On your LinkedIn page, above and to the right of your head shot, is a large rectangle, known as your background image. The default option for this image looks like the night sky — a blue background with stars in constellations.
Instead of retaining this default option, you can make this large space work for you by inserting content that reinforces your “brand.” It’s a great way to help a reader see you the way you want to be seen. The custom background “can make your profile stand out and put itself in a category of one,” said William Arruda, who Entrepreneur Magazine dubbed the “personal branding guru.”
Here are a few examples of how people can effectively use their background image to reinforce their brand:
1. Christopher Doerr is a packaging company sales executive, and his image shows products that use his company’s packaging.
2. Alex Freund is a career coach, and his image shows him teaching a class.
3. Peggy McKee is also a career coach. Her brief webinar on background images inspired me to write this article. Her image (pictured below left) shows the cover of one of her books and identifies her as an “Amazon.com best-selling” author.
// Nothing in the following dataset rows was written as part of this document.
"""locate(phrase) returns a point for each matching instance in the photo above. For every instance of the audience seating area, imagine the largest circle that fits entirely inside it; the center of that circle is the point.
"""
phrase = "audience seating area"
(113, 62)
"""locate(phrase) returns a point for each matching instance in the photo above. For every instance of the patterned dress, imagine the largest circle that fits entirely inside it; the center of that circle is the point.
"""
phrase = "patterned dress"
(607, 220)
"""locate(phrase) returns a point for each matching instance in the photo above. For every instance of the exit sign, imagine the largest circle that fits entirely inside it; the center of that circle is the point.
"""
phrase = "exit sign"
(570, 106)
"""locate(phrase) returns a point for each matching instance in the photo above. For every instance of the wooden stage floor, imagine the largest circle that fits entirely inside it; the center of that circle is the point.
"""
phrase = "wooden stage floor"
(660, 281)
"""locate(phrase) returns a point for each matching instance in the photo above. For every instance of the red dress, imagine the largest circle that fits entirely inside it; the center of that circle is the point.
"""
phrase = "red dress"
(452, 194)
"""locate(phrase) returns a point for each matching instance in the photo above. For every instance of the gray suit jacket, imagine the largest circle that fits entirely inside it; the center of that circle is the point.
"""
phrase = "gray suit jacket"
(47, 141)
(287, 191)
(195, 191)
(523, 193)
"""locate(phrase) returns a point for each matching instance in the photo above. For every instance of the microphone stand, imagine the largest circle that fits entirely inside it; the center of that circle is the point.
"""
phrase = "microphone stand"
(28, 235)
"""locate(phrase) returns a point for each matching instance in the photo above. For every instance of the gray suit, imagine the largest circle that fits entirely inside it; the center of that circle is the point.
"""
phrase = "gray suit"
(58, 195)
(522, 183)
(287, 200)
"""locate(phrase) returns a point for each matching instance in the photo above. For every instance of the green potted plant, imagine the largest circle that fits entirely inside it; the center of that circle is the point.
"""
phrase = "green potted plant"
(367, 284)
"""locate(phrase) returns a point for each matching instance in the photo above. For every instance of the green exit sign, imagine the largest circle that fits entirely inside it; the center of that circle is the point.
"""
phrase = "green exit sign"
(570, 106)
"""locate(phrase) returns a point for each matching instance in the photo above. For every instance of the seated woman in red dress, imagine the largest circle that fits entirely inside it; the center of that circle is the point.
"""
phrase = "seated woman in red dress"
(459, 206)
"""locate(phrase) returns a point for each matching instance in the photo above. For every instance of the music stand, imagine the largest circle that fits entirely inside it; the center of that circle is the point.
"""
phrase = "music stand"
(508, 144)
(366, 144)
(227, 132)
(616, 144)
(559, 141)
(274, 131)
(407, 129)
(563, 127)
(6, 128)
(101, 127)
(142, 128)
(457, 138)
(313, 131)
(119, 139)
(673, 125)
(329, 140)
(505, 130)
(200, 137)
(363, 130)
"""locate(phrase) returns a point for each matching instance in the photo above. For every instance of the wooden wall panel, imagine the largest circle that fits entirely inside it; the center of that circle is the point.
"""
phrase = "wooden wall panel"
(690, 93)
4. John Nemo is a LinkedIn guru. His image (pictured below right) includes the covers of two of his books and the logos of publications where he has been quoted.
5. Claudia Williams is a leadership consultant. Her image shows her giving a TED Talk.
Other people use cityscapes, landscapes, or something similar. Such content is more interesting than the default option, but — no matter how breathtaking the shot — it does not help others understand who you are and what you offer.
For further reading:
William Arruda, “The Best LinkedIn Backgrounds And How To Create Yours,” October 7, 2018. He provides links to seven LinkedIn profiles and explains why the images are effective.
Dann Albright, “How to Choose the Perfect LinkedIn Background Photo,” March 27, 2018.
Lindsey McMillion Stemann, “3 Tips for the Optimal LinkedIn Background Image,” originally published September 21, 2015, updated January 2017.
By David Marwick, KempMillJobAssist
David Marwick is KempMillJobAssist’s workshop coordinator. He studied economics at George Washington University and worked as an economist for George Washington University and the U.S. Government Accountability Office.